The Agrarian Question in the Age of Technofascism: Peasant Struggle, Climate Catastrophe, and the Future of Revolution

By Prince Kapone | Weaponized Information | May 27, 2025

Land, Labor, Liberation

In an era when Silicon Valley titans speak of AI farms on Mars and the IMF preaches “digital inclusion” to starving peasants, the question must be asked: who still feeds the world? The answer—painful, simple, revolutionary—is: the dispossessed. The global peasantry, often dismissed as premodern or obsolete by the bourgeois academy, still produces over 70% of the world’s food on less than a quarter of the world’s agricultural land (La Via Campesina).

This article takes up the agrarian question not as a nostalgic detour, but as a central contradiction of global capitalism in crisis. We speak here in the tradition of Mao Zedong, who built revolution from the countryside; of Samir Amin, who exposed the structural dependence of the imperial core on the exploitation of peasant labor in the periphery; and of Amílcar Cabral, who declared that “the people are not fighting for ideas, but to win material conditions for a better life.”

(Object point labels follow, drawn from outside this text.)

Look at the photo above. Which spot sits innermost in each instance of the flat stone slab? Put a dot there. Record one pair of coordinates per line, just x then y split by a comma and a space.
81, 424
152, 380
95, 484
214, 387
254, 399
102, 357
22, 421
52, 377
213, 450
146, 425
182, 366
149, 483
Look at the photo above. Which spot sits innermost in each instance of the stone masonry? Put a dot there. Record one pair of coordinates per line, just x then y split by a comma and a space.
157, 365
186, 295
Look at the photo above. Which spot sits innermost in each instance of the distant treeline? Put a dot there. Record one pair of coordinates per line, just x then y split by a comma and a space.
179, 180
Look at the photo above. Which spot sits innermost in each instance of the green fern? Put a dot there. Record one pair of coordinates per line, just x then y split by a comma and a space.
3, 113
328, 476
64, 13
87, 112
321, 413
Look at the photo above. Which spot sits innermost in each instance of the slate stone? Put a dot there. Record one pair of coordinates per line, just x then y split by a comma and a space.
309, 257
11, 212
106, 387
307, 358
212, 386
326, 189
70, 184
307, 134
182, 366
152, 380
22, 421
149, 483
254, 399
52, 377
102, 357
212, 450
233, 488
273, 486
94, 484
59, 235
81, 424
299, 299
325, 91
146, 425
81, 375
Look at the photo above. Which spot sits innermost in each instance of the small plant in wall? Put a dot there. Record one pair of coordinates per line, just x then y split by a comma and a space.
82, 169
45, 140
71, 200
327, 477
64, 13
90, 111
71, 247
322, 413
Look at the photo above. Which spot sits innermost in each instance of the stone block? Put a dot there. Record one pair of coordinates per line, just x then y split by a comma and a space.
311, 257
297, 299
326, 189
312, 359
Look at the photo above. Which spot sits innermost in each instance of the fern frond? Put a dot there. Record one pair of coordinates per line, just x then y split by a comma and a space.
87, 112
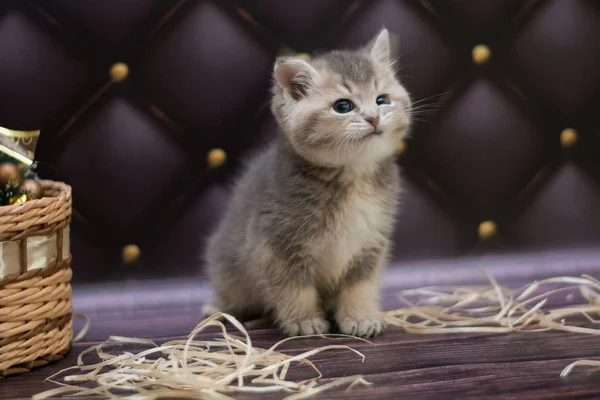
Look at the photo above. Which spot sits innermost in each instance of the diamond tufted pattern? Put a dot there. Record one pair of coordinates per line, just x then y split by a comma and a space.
485, 144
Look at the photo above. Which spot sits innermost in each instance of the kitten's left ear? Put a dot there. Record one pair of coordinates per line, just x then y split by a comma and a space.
379, 47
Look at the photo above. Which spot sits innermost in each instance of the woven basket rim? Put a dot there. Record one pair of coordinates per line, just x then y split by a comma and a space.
46, 183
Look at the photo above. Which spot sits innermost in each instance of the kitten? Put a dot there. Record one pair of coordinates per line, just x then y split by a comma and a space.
308, 228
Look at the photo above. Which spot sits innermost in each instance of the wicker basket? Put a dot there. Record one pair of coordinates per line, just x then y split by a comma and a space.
35, 289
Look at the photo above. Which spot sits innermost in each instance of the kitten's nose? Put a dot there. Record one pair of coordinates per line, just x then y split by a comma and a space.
373, 121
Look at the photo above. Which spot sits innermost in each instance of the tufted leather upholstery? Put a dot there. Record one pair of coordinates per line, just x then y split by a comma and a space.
486, 145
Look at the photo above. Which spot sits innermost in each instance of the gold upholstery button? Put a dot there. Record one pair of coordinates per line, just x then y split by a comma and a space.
487, 229
481, 54
119, 72
130, 253
216, 158
568, 137
400, 148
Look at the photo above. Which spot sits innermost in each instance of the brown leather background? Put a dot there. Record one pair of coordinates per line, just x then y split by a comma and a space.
486, 147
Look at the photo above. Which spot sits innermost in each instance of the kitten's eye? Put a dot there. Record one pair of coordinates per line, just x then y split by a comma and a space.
343, 106
383, 99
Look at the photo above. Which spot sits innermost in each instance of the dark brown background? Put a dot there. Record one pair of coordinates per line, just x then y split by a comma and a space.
135, 151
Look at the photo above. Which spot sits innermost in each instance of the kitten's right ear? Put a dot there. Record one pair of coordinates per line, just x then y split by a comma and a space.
294, 76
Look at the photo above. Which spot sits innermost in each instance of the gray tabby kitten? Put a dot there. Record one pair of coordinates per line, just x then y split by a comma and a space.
307, 230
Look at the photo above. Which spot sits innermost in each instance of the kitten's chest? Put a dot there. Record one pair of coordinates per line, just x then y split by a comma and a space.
361, 220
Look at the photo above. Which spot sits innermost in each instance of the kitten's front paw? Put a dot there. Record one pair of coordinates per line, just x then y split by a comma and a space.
306, 326
364, 326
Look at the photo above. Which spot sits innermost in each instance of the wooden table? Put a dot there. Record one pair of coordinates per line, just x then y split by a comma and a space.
400, 365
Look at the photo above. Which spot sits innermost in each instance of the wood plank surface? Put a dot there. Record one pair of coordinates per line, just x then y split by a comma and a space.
399, 365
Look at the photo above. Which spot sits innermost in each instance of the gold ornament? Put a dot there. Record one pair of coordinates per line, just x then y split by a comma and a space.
32, 188
22, 199
9, 174
487, 229
119, 72
130, 253
216, 158
19, 145
481, 54
568, 137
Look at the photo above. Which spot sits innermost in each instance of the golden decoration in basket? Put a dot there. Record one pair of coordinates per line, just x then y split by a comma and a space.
35, 272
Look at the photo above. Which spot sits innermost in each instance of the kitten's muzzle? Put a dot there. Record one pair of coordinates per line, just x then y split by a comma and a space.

Urbanization and the Myth of Modernity

Today, more than 57% of the world’s population lives in urban areas, and by 2050, that number is expected to climb to 68% (UN DESA). Capitalism celebrates this as the inevitable march of progress. In truth, this urbanization is the forced migration of peasants displaced by monocrop exports, climate disaster, and IMF-structured hunger.

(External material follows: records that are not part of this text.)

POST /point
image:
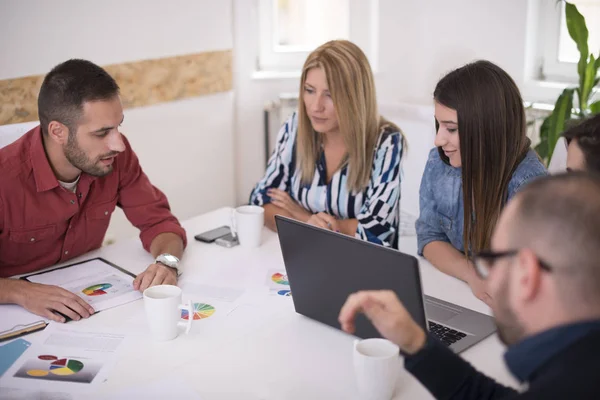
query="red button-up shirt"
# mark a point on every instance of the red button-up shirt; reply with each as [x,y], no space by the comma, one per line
[42,224]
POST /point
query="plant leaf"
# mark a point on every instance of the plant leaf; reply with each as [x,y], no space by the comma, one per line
[588,84]
[557,119]
[579,33]
[542,147]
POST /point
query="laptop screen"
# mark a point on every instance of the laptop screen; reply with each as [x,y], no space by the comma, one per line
[324,268]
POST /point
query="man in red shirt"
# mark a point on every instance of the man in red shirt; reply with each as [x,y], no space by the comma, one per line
[60,183]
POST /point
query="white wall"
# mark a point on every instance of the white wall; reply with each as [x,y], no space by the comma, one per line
[185,147]
[419,41]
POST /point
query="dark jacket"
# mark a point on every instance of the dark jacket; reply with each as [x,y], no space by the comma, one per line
[572,373]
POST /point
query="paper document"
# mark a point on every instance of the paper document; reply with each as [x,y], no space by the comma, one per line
[100,284]
[16,321]
[65,359]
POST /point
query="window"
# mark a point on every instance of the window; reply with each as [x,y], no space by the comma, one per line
[291,29]
[560,52]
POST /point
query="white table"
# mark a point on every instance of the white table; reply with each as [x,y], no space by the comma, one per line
[263,349]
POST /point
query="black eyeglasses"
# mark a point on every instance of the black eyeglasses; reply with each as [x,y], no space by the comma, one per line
[485,260]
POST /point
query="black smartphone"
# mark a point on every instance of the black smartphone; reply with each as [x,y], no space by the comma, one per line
[227,241]
[213,234]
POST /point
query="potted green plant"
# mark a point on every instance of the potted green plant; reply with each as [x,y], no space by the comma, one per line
[564,113]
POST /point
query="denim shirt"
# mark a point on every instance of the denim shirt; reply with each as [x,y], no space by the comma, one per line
[441,201]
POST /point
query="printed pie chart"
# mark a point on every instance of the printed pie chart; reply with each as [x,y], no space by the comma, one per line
[63,366]
[96,290]
[280,279]
[66,366]
[201,311]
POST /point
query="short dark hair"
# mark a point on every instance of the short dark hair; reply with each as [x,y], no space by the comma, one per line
[587,133]
[67,87]
[558,217]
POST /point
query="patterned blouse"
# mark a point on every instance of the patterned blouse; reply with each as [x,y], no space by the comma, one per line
[376,207]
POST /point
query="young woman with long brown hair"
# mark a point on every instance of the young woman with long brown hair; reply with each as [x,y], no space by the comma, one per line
[482,158]
[336,163]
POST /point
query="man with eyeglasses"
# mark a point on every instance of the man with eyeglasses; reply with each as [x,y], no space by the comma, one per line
[543,273]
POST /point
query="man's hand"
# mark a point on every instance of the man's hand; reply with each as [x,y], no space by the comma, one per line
[156,274]
[282,199]
[388,316]
[325,221]
[46,300]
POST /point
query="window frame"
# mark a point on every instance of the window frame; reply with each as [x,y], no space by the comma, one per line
[552,69]
[272,57]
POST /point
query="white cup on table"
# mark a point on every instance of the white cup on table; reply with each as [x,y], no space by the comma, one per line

But here lies the trap: the majority of these migrants do not become factory workers in the Marxist sense—they become informal, surplus humanity, laboring in gig economies, slums, and shadow markets. These are dispossessed peasants turned urban lumpenproletarians, stripped of land but not integrated into production. The agrarian question becomes the urban question. They are two sides of the same contradiction.

Technofascism and the Digital Enclosure of the Land

Global agriculture is now increasingly controlled by a handful of monopoly capitalists: BlackRock owns farmland; Bayer-Monsanto owns seeds; Bill Gates owns the narrative of “sustainable farming.” This is the face of technofascism: the fusion of finance capital, biotech, and state surveillance to dispossess, discipline, and displace rural communities.

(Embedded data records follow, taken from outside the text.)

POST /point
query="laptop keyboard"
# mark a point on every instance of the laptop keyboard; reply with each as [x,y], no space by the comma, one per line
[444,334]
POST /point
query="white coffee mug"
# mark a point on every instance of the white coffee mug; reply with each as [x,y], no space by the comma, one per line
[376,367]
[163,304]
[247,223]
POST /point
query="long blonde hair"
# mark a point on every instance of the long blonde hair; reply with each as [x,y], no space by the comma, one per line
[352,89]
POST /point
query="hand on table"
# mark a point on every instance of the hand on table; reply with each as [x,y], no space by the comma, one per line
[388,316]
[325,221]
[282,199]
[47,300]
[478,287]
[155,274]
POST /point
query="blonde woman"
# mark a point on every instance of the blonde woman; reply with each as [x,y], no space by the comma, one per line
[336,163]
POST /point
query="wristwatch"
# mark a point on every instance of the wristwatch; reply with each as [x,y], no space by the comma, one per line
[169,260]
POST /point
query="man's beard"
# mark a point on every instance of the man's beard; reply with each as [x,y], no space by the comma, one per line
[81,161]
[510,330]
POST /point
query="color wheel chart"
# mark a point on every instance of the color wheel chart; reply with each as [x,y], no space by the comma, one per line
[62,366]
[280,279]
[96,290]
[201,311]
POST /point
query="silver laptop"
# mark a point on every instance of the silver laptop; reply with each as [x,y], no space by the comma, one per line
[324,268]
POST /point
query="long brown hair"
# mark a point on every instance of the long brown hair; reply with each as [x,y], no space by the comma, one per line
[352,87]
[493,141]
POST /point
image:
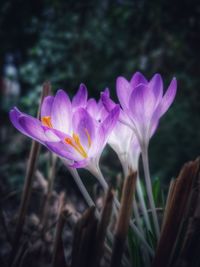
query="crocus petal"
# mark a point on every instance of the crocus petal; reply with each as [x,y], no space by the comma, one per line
[137,79]
[60,149]
[169,96]
[123,91]
[79,164]
[84,126]
[61,112]
[92,107]
[33,128]
[80,99]
[107,102]
[47,106]
[110,121]
[14,115]
[156,85]
[51,135]
[142,103]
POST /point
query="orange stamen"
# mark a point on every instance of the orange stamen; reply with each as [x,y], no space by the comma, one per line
[46,121]
[77,145]
[89,138]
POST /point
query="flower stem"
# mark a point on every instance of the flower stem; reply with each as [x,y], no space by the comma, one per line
[149,189]
[98,174]
[81,187]
[142,203]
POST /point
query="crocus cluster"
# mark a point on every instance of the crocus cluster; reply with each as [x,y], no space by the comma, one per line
[79,129]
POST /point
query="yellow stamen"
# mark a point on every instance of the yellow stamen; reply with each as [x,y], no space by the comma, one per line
[89,138]
[77,145]
[46,121]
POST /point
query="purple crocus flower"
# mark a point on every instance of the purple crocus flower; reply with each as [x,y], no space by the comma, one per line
[143,103]
[122,139]
[67,129]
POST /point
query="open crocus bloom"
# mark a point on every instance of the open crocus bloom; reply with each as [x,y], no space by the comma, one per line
[67,129]
[143,103]
[122,139]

Under the guise of “precision farming,” satellites monitor land use; drones patrol Indigenous forests; blockchain tokenizes water rights; and AI predicts which crops “deserve” to grow. This is not innovation—it is digital counterinsurgency against peasant autonomy.

Peasant Resistance and the Revolutionary Road

Yet the peasantry is not a passive victim. From the Landless Workers’ Movement (MST) in Brazil to Dalit farmworkers in India, rural people are fighting back. Their struggles often take forms alien to the NGO-industrial complex or Western leftist orthodoxy—but they are material, class-based, and revolutionary.

Mao Zedong taught us that the countryside is not merely the site of reactionary backwardness—it is where the contradictions of capitalism manifest most starkly. When organized, the peasantry becomes a strategic force of revolutionary transformation.

Samir Amin argued that any attempt to industrialize the periphery without solving the agrarian question would result in dependent development and comprador accumulation. He was right. Today, neoliberal “green revolutions” do not bring sovereignty; they bring debt, dependence, and ecological collapse.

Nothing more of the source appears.